Written by Clay Smith
There was a positive correlation with individual physician resource utilization and hospital admission. Testers are admitters.
Why does this matter?
In an era of increasing cost consciousness in healthcare, resource utilization and admission rates are coming under greater scrutiny. Are physicians who are prone to heavy resource utilization also prone to admit more patients to the hospital? If so, is this a good or bad thing? This study answers the first question but not the second.

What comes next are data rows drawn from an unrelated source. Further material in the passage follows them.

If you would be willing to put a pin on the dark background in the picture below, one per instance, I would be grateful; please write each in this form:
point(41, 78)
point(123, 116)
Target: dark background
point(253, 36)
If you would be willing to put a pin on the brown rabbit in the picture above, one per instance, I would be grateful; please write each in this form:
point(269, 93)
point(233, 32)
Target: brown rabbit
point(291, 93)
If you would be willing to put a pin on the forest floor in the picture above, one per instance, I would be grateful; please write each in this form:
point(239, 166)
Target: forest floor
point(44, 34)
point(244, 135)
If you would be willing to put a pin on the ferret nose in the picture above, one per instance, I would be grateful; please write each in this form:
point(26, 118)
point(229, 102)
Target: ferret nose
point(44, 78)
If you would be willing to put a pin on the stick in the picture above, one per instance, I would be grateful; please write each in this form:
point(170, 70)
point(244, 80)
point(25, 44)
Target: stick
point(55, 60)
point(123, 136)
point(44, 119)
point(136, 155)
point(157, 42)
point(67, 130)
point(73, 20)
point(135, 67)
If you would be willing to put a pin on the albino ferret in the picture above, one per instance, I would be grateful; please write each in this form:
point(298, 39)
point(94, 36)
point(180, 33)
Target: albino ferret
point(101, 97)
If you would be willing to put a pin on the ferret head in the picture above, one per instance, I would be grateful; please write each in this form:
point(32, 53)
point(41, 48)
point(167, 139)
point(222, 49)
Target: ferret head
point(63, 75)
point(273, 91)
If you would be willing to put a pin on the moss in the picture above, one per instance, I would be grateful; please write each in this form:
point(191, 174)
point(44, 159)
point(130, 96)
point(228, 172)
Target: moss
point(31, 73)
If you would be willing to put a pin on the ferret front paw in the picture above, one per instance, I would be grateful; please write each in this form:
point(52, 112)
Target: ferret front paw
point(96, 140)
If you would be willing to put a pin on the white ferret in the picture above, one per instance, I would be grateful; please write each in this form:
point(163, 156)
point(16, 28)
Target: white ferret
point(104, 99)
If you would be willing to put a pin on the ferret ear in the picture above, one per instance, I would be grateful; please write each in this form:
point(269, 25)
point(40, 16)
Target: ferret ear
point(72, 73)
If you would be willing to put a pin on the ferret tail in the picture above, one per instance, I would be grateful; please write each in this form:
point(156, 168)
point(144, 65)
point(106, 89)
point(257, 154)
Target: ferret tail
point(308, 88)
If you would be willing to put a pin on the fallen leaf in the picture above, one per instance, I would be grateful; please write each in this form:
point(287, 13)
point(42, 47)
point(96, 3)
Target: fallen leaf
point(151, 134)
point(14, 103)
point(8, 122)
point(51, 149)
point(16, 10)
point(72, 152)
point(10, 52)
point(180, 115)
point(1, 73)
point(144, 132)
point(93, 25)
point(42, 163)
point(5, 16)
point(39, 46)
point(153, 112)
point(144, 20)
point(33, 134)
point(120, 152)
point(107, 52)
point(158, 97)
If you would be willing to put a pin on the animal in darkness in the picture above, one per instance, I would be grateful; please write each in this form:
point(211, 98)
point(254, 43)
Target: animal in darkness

Test/Admit or Treat/Street
This was a retrospective review of two EDs, both without EM residency programs. There was a positive correlation with individual physician resource utilization and hospital admission. Resource utilization was defined as giving IV fluid/medication, ordering labs, x-rays, or advanced imaging – CT, ultrasound, or MRI. Heavy resource users were heavy admitters; low-resource utilizers had lower hospital admission rates. They compared the observed admission and resource utilization rates with expected admission and testing rates. “Expected” rates were determined by patient’s, “age, sex, race, ESI score and time (shift, day of week, season, and study year).” This raises numerous questions. Did “tester/admitters” have better or worse patient outcomes? Why did some physicians “test and admit” and others “treat and street?” Would individual physician feedback and coaching change this, or is it inherent? Could clinical decision support tools or protocols reduce resource utilization and admission rates? We simply don’t know. Sounds like a good research project!
Are testers also admitters? Comparing emergency physician resource utilization and admitting practices. Am J Emerg Med. 2018 Oct;36(10):1865-1869. doi: 10.1016/j.ajem.2018.07.041. Epub 2018 Jul 20.